Resumo: Após as transformações sociais do século XX advindas da industrialização, os direitos sociais ficaram latentes em uma sociedade voraz por uma vida digna e um bem-estar social sem qualquer discriminação decorrente de raça, cor, credo ou origem. Com a promulgação, em 5 de outubro de 1988, da Constituição da República Federativa do Brasil, os aludidos direitos surgem como garantias fundamentais inerentes a todos os cidadãos. É certo que, a globalização trouxe a área científica a possibilidade de novas descobertas, principalmente em questões que envolvem a origem humana. Todavia, ao mesmo tempo, faz-se necessário em observância ao princípio vetor do Estado Democrático de Direito que é a dignidade da pessoa humana como limite de atuação do cientista
Palavras-chave: Dignidade da Pessoa Humana; Bioética; Biodireito.
Abstract: After the social transformations of the twentieth century from industrialization, social rights were latent in a voracious society for a dignified life and social well-being without any discrimination due to race, color, creed or origin.

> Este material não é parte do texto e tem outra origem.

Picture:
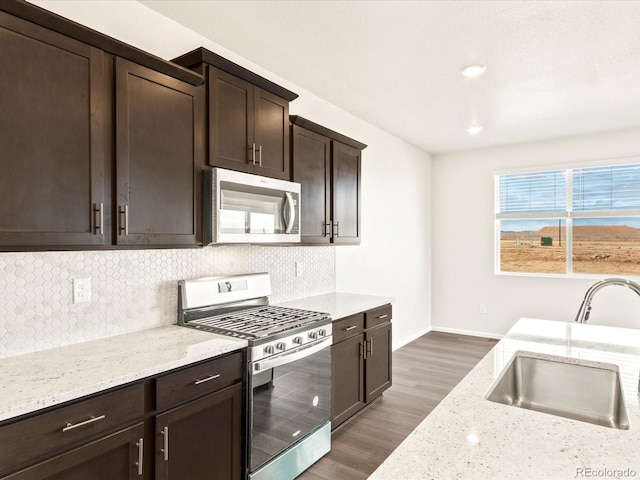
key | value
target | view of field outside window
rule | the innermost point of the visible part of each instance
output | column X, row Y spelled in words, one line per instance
column 603, row 219
column 607, row 245
column 533, row 246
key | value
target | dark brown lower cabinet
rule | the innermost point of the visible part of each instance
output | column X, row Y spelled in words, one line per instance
column 186, row 424
column 360, row 362
column 201, row 439
column 114, row 457
column 378, row 363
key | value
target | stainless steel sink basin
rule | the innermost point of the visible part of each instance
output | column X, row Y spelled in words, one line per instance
column 590, row 391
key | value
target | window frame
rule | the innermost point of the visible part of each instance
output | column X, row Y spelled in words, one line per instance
column 567, row 216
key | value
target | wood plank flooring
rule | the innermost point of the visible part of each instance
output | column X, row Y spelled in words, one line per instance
column 424, row 372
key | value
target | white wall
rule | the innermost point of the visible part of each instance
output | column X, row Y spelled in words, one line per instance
column 463, row 241
column 394, row 257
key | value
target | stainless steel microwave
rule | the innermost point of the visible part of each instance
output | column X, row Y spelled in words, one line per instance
column 244, row 208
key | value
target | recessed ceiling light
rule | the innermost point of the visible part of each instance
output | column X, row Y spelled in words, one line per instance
column 472, row 71
column 474, row 129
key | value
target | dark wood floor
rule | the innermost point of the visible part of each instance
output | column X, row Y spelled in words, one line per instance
column 424, row 372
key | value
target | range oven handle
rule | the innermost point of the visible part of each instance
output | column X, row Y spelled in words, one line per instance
column 292, row 356
column 290, row 216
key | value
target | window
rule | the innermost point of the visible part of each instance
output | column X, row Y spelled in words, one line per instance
column 569, row 221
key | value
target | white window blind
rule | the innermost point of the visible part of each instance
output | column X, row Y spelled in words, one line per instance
column 606, row 188
column 537, row 192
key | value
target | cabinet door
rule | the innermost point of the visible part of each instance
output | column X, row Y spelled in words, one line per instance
column 378, row 363
column 114, row 457
column 231, row 122
column 201, row 439
column 52, row 138
column 312, row 169
column 272, row 135
column 159, row 148
column 347, row 379
column 346, row 194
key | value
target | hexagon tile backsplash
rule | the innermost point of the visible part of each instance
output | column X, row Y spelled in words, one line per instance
column 132, row 290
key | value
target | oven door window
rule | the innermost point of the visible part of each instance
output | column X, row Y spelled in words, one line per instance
column 288, row 402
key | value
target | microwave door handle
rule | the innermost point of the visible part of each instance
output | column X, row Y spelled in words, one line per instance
column 288, row 357
column 290, row 219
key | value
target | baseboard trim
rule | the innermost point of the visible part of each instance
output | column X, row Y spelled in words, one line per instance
column 471, row 333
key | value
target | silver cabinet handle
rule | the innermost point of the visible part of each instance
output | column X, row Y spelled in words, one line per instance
column 208, row 379
column 124, row 219
column 71, row 426
column 99, row 223
column 165, row 443
column 140, row 446
column 290, row 217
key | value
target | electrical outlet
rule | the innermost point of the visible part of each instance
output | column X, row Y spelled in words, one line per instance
column 81, row 290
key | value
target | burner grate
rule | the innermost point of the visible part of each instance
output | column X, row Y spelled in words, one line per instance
column 258, row 322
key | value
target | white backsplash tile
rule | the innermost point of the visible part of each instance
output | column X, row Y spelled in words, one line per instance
column 133, row 290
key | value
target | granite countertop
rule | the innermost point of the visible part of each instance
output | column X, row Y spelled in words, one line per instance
column 468, row 437
column 50, row 377
column 42, row 379
column 338, row 304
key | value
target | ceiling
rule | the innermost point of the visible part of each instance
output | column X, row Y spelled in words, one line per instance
column 554, row 68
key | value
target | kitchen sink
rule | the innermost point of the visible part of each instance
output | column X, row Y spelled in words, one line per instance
column 577, row 389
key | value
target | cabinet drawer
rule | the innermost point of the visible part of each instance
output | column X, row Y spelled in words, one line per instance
column 377, row 316
column 198, row 380
column 28, row 440
column 347, row 327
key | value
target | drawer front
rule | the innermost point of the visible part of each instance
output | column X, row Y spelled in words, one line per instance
column 194, row 381
column 347, row 327
column 37, row 437
column 377, row 316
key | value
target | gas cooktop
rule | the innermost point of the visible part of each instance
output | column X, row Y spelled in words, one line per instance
column 258, row 322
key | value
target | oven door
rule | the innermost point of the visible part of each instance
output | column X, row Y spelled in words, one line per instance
column 290, row 396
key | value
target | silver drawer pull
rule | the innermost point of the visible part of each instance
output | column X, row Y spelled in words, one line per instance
column 140, row 461
column 71, row 426
column 208, row 379
column 165, row 443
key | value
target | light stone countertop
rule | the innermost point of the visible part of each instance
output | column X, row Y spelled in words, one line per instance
column 338, row 304
column 468, row 437
column 42, row 379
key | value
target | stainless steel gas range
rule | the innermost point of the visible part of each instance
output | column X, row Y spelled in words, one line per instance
column 288, row 400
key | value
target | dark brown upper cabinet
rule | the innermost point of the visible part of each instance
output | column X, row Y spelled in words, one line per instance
column 248, row 122
column 328, row 166
column 52, row 139
column 58, row 129
column 159, row 158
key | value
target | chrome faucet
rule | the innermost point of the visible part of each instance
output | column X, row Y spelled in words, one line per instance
column 585, row 308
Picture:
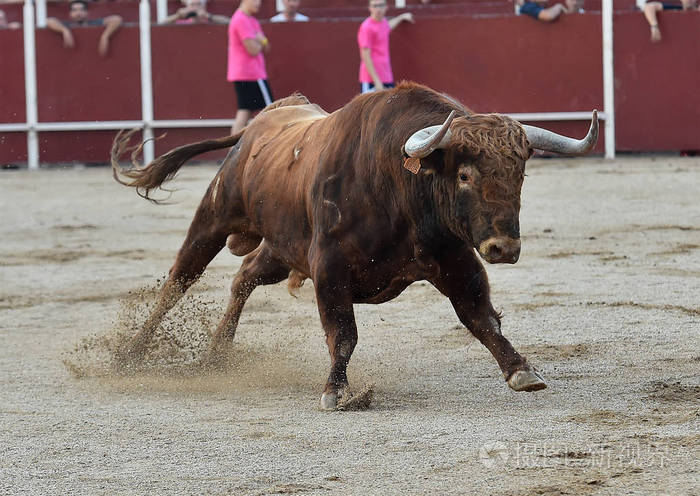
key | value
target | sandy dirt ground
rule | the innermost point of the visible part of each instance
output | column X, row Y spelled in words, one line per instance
column 604, row 301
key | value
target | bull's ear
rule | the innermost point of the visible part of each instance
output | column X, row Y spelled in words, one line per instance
column 433, row 163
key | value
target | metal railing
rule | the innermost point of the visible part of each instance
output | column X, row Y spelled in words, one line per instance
column 32, row 126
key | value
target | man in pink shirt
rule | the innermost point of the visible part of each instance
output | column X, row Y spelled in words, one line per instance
column 373, row 40
column 246, row 63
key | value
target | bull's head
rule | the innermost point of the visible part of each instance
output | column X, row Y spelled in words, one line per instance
column 480, row 159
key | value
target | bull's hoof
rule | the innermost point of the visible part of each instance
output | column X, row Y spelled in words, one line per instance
column 526, row 380
column 329, row 401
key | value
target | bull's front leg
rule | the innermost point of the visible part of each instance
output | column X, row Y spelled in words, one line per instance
column 464, row 281
column 338, row 320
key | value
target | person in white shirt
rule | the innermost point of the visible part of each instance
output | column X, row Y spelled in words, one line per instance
column 290, row 13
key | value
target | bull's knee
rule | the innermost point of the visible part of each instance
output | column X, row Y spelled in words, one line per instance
column 242, row 243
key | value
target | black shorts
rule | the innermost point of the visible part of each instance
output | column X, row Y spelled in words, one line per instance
column 253, row 95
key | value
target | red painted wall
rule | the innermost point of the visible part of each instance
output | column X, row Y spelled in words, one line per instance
column 493, row 64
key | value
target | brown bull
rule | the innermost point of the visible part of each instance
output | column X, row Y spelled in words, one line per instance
column 397, row 186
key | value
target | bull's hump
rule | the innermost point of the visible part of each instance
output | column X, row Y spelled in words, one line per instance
column 300, row 113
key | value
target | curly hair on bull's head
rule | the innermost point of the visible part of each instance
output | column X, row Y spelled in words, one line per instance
column 499, row 147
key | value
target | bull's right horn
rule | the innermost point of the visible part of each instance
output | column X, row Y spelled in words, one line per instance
column 424, row 141
column 552, row 142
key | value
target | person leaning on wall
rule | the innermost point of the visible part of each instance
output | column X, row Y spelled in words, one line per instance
column 79, row 17
column 289, row 13
column 651, row 9
column 373, row 42
column 539, row 10
column 195, row 12
column 246, row 63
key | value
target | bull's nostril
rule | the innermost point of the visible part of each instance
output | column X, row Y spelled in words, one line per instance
column 495, row 251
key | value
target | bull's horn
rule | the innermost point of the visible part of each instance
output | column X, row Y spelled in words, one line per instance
column 424, row 141
column 552, row 142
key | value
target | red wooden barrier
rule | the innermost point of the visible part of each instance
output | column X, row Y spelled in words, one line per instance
column 493, row 64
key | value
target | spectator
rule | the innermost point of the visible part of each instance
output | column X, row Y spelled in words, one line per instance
column 246, row 63
column 290, row 12
column 538, row 9
column 373, row 41
column 8, row 25
column 195, row 12
column 651, row 9
column 78, row 13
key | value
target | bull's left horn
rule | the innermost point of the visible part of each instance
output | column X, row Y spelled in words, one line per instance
column 424, row 141
column 552, row 142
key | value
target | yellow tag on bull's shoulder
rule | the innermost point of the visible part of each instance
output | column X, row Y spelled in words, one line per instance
column 412, row 164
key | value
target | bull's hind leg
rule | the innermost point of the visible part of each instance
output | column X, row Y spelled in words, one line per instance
column 463, row 280
column 338, row 320
column 205, row 238
column 258, row 268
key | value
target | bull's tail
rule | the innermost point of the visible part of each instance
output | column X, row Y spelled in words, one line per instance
column 163, row 168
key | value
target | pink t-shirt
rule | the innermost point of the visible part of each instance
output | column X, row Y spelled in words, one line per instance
column 375, row 36
column 241, row 65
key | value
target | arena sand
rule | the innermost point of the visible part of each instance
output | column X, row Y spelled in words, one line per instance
column 604, row 301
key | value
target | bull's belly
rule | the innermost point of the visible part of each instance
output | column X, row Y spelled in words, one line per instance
column 382, row 294
column 386, row 287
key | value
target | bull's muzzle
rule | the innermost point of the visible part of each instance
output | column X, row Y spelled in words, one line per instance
column 500, row 250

With the promulgation, on October 5, 1988, of the Constitution of the Federative Republic of Brazil, the aforementioned rights appear as fundamental guarantees inherent in all citizens. It is true that globalization has brought the scientific area to the possibility of new discoveries, especially in matters involving human origin. However, at the same time, it is necessary in observance of the principle vector of the Democratic State of Law, which is the dignity of the human person as the limit of action of the scientist
key-words: dignity of human person; bioethics; bi-rule
1. INTRODUÇÃO
Com objetivo de promoção dos direitos humanos fundamentais de forma mais realista em meio a uma trágica conjuntura mundial da época das grandes guerras mundiais, a Organização das Nações Unidas (ONU), composta por 192 países, originou uma real revolução ao dispor os direitos humanos como uma preocupação da sociedade contemporânea e propor sua positivação, reconhecendo-o como um direito essencial a todo e qualquer cidadão.

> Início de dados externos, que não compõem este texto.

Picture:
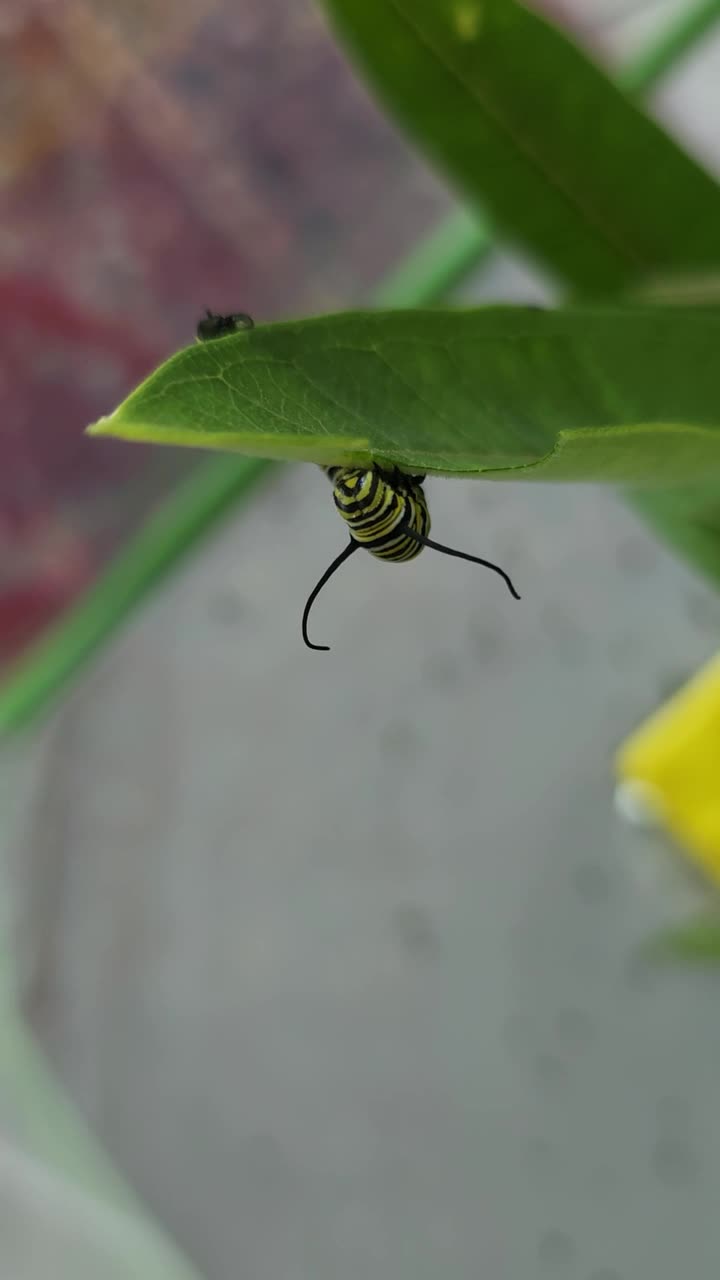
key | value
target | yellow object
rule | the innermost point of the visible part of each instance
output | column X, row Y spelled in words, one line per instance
column 671, row 767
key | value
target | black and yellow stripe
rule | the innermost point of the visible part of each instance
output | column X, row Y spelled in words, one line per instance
column 384, row 511
column 381, row 510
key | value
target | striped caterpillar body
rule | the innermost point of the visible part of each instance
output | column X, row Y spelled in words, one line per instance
column 384, row 511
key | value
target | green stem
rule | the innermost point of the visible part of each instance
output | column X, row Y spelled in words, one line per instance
column 682, row 35
column 425, row 275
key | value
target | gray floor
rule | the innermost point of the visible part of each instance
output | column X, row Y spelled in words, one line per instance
column 338, row 951
column 341, row 952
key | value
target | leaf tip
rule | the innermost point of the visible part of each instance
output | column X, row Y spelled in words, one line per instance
column 103, row 426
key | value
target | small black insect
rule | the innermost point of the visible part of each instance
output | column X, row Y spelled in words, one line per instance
column 213, row 325
column 384, row 510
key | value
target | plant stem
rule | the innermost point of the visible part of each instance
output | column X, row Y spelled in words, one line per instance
column 425, row 275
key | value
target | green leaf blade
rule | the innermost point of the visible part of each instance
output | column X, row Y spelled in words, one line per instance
column 624, row 396
column 523, row 123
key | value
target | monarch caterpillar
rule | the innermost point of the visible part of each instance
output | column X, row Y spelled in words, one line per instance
column 384, row 510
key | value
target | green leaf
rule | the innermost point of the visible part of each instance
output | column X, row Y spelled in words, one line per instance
column 629, row 396
column 695, row 941
column 520, row 120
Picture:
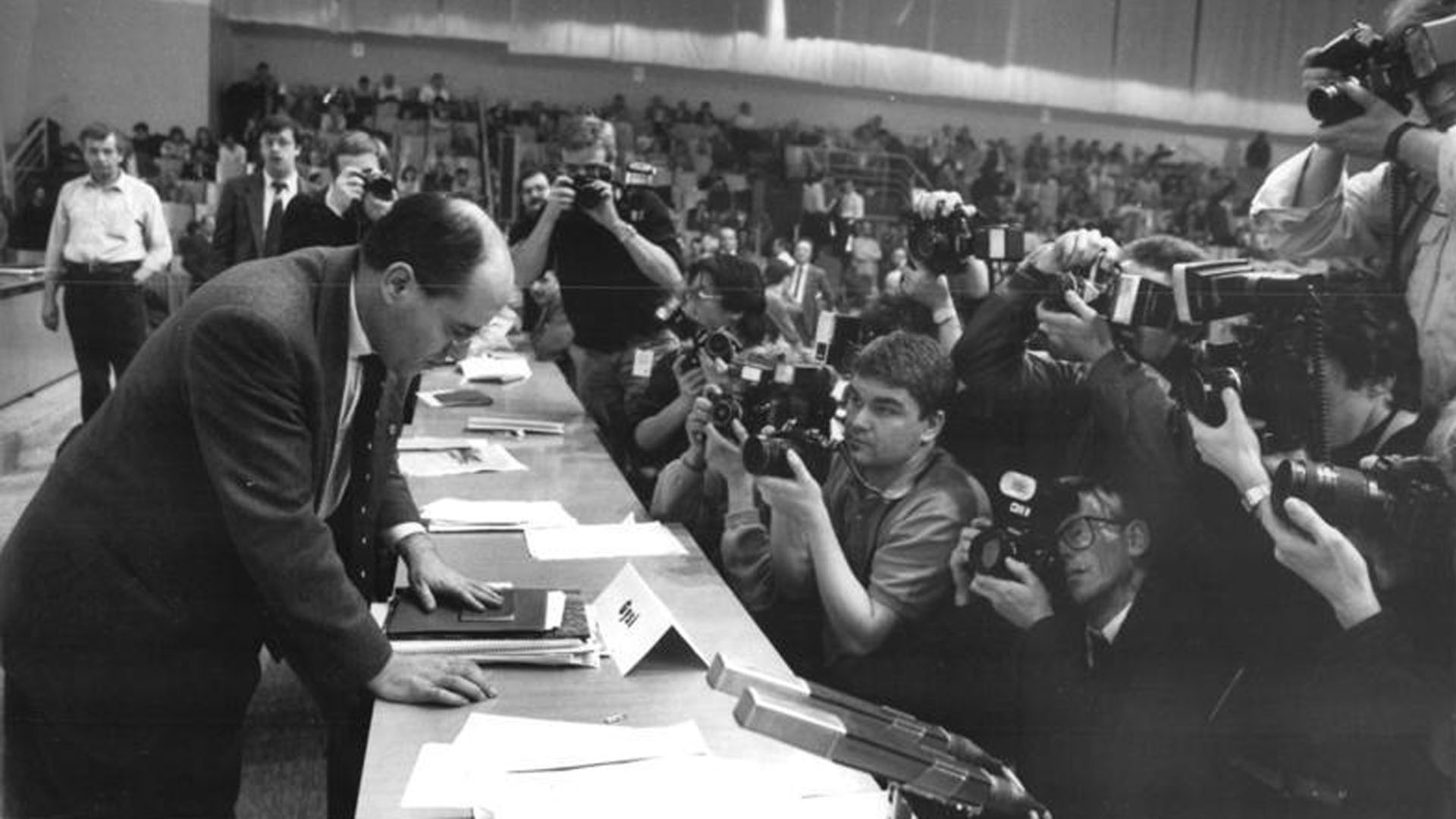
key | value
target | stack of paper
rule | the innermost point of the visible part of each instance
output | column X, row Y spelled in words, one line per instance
column 435, row 457
column 519, row 426
column 606, row 539
column 503, row 368
column 456, row 515
column 570, row 639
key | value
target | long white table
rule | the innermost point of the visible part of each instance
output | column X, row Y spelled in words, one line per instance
column 576, row 469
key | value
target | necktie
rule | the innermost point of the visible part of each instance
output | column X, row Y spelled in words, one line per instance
column 359, row 548
column 1098, row 651
column 273, row 232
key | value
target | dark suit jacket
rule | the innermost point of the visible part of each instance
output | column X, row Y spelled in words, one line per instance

Em 10 de dezembro de 1948, por meio da Resolução 217-A da Assembleia das Nações Unidas, foi promulgada a Declaração Universal dos Direitos Humanos, disposta em 30 artigos que garantia aos cidadãos direitos essenciais independentemente destes possuírem ou não atributos especiais, apesar de inúmeras diferenças biológicas e culturais, de raça ou credo que os distinguem, além de ser consagrada como norma fundamental e referencial para os direitos humanos.

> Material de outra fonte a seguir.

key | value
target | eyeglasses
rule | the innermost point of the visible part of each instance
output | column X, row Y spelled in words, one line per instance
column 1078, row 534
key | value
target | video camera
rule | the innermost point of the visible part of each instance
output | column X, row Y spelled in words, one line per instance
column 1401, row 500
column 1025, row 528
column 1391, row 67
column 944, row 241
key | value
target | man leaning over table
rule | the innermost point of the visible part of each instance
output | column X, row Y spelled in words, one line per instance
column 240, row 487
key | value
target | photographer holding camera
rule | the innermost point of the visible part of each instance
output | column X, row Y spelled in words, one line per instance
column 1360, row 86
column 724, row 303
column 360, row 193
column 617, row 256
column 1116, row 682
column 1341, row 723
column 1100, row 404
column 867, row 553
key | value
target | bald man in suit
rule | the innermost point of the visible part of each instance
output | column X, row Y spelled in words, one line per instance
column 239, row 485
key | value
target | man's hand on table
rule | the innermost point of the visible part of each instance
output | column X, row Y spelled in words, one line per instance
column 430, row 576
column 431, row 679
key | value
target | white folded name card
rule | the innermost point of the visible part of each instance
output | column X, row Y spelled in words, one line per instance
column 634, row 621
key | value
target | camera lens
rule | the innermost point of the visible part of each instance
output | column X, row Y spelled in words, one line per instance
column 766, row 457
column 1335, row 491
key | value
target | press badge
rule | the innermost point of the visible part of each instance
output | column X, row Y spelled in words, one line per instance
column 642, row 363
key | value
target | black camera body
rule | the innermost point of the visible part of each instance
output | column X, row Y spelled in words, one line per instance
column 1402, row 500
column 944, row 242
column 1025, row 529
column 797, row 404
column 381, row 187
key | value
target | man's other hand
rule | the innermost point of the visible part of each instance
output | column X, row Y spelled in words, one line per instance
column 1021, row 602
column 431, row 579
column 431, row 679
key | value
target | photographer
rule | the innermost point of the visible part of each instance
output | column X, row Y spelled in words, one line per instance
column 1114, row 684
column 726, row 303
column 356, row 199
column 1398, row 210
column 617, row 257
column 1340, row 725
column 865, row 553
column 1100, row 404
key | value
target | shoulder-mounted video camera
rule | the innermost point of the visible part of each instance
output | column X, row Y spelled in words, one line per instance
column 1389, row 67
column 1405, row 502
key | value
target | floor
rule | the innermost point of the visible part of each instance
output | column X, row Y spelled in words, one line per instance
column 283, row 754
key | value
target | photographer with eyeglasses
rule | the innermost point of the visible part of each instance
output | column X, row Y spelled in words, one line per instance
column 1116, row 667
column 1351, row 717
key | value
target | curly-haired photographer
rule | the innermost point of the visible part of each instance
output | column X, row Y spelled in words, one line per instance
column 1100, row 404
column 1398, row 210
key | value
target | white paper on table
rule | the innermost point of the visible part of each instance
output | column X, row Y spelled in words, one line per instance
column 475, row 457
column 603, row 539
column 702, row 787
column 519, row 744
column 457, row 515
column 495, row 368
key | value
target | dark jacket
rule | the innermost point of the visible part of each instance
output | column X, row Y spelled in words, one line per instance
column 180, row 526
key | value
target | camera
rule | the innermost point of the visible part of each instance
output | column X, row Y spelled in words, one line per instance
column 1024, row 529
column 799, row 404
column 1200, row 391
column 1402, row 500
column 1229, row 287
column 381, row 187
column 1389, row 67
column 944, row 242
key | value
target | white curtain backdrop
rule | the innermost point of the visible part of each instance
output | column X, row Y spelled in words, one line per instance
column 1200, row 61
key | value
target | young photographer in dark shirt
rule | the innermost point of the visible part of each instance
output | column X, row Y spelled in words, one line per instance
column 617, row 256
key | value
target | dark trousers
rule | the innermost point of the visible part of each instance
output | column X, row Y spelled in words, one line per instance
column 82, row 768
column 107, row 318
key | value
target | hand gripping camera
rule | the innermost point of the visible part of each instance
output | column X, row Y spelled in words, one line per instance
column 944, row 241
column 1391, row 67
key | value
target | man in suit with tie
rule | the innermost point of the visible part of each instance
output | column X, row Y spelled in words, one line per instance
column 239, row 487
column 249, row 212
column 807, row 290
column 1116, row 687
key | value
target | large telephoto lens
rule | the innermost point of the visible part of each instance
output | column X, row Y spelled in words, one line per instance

A Declaração Universal dos Direitos Humanos produziu efeito erga omnes aos Estados signatários. Considerado o documento mais traduzido no mundo (mais de 360 idiomas), afirmou a dignidade da pessoa humana como um ideal a ser atingido por todos os povos e nações.
A Declaração dos Direitos do Homem e do Cidadão consagrou como pilar do Estado Democrático de Direito a dignidade da pessoa humana, além de ser alicerce para demais diplomas constitucionais criados a partir de então, garantindo, desta forma, o pleno desenvolvimento da personalidade humana, item imprescindível para estruturação de uma autêntica democracia.
Por intermédio da positivação dos direitos humanos fundamentais como direito à vida, à liberdade e à propriedade de forma igualitária entre os homens, tornou-se possível a intervenção do Poder Judiciário para o efetivo cumprimento dos direitos humanos fundamentais em casos de direitos transgredidos.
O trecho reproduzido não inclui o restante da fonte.